Então, quando estava a ponto de beijá-la, a ponto de afundar-se na armadilha da sua rendição, Kamal viu o seu alívio, a sua expressão triunfal.

Endireitou-se de imediato, como movido por uma mola de raiva e nojo dirigidos a si próprio, uma raiva que ameaçava fazê-lo explodir.

Ya Ullah…! Havia estado a ponto de cair de novo… Mas desejava tanto deixar-se levar, perder-se na opulência do seu abandono.

– Queres que te fale? – respondeu em tom seco. – Que te diga o que se passou? Tentei evitá-lo, mas como invadiste o meu lar e voltaste para me suplicar de um modo tão ridículo, eu digo-te.

Aliyah endireitou-se imediatamente com um gemido entrecortado.

– Meu Deus, Kamal, não…

– Não. Para escutar o que te vou dizer, chegaste até onde jamais pensei que poderia chegar nenhuma mulher com menos cérebro e dignidade do que tu. Portanto ouve. Acabei contigo porque me dás nojo.

Ela levantou-se da cama e começou a apanhar a sua roupa.

– Por favor, já chega…

Ele continuou com voz rouca.

– Vais ouvir até ao final porque é a verdade sobre ti, o que achaste que eu não veria. A prostituta mais ocupada de Los Angeles é mais sincera do que as mulheres como tu: prostitutas nascidas em culturas conservadoras que caem nas garras de todos os vícios mal experimentam as sociedades «livres».

Ela estava a chorar.

– Por favor… Já estou a ir… mas cala-te… não digas mais… Chega!

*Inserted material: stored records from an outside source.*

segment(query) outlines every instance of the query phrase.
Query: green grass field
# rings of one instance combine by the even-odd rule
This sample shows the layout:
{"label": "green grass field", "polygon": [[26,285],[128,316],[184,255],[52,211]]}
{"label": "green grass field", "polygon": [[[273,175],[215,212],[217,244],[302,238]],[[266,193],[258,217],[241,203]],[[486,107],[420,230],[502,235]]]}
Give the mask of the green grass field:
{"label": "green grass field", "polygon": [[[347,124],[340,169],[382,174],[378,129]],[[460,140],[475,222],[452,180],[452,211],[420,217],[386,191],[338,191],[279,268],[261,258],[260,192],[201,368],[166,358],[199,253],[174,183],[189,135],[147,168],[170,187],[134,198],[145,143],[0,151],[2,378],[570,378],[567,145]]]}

Ele agarrou-a pelo braço ao passar junto dele.

– Achei-te suficientemente inteligente para entenderes o que significavas para mim; um bom sexo para os momentos mortos durante o tempo em que estive aqui. É tudo.

Ela estremeceu como se lhe tivesse batido e tentou separar-se dele. Kamal debateu-se entre o desprezo e o desejo de abraçá-la, de lhe pedir perdão pela crueldade das suas palavras.

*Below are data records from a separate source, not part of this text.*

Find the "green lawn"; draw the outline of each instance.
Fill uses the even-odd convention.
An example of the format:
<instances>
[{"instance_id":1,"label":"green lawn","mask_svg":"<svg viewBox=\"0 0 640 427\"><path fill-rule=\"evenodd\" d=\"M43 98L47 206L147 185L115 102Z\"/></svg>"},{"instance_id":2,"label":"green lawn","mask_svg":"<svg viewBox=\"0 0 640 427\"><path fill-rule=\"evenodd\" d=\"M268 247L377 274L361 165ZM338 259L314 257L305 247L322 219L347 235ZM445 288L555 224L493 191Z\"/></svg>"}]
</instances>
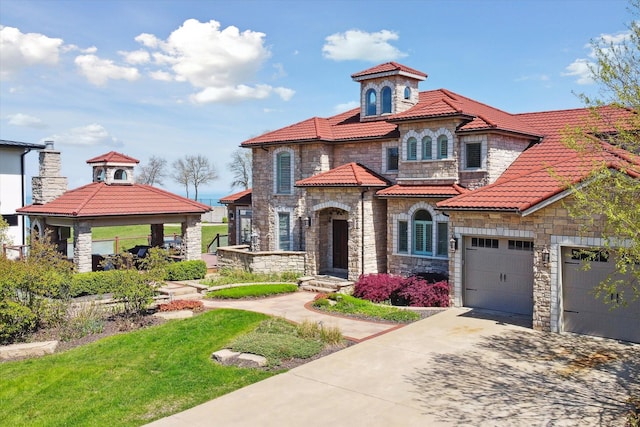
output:
<instances>
[{"instance_id":1,"label":"green lawn","mask_svg":"<svg viewBox=\"0 0 640 427\"><path fill-rule=\"evenodd\" d=\"M236 286L233 288L218 289L207 293L207 298L241 299L259 298L270 295L289 294L298 291L298 285L291 283L270 283L264 285Z\"/></svg>"},{"instance_id":2,"label":"green lawn","mask_svg":"<svg viewBox=\"0 0 640 427\"><path fill-rule=\"evenodd\" d=\"M211 353L267 316L214 310L64 353L0 364L0 420L11 426L138 426L261 381Z\"/></svg>"},{"instance_id":3,"label":"green lawn","mask_svg":"<svg viewBox=\"0 0 640 427\"><path fill-rule=\"evenodd\" d=\"M226 235L227 224L203 225L202 226L202 252L207 251L207 245L216 237L216 234ZM93 240L113 239L118 236L121 250L130 249L136 245L146 245L147 236L151 233L150 225L124 225L115 227L96 227L91 231ZM165 238L172 238L173 234L181 234L179 225L165 225Z\"/></svg>"},{"instance_id":4,"label":"green lawn","mask_svg":"<svg viewBox=\"0 0 640 427\"><path fill-rule=\"evenodd\" d=\"M335 304L331 304L329 300L334 301ZM320 298L314 301L313 306L333 313L389 322L409 323L420 320L420 315L413 311L374 304L371 301L350 295L332 294L328 298Z\"/></svg>"}]
</instances>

Então tudo se acumulou, como o sangue que brota de uma ferida aberta. Cada palavra, cada suspiro, cada mentira, cada passo que ele lhe tinha visto dar em direcção à cama de outro homem, um entre tantos, segundo lhe tinham contado depois…

Soltou-lhe o braço como se fosse algo fétido e putrefacto.

– Agora podes ir-te embora.

Ela cambaleou. Então algo lhe salpicou na mão, algo quente que lhe trespassou a pele e lhe chegaria até aos ossos: as suas lágrimas.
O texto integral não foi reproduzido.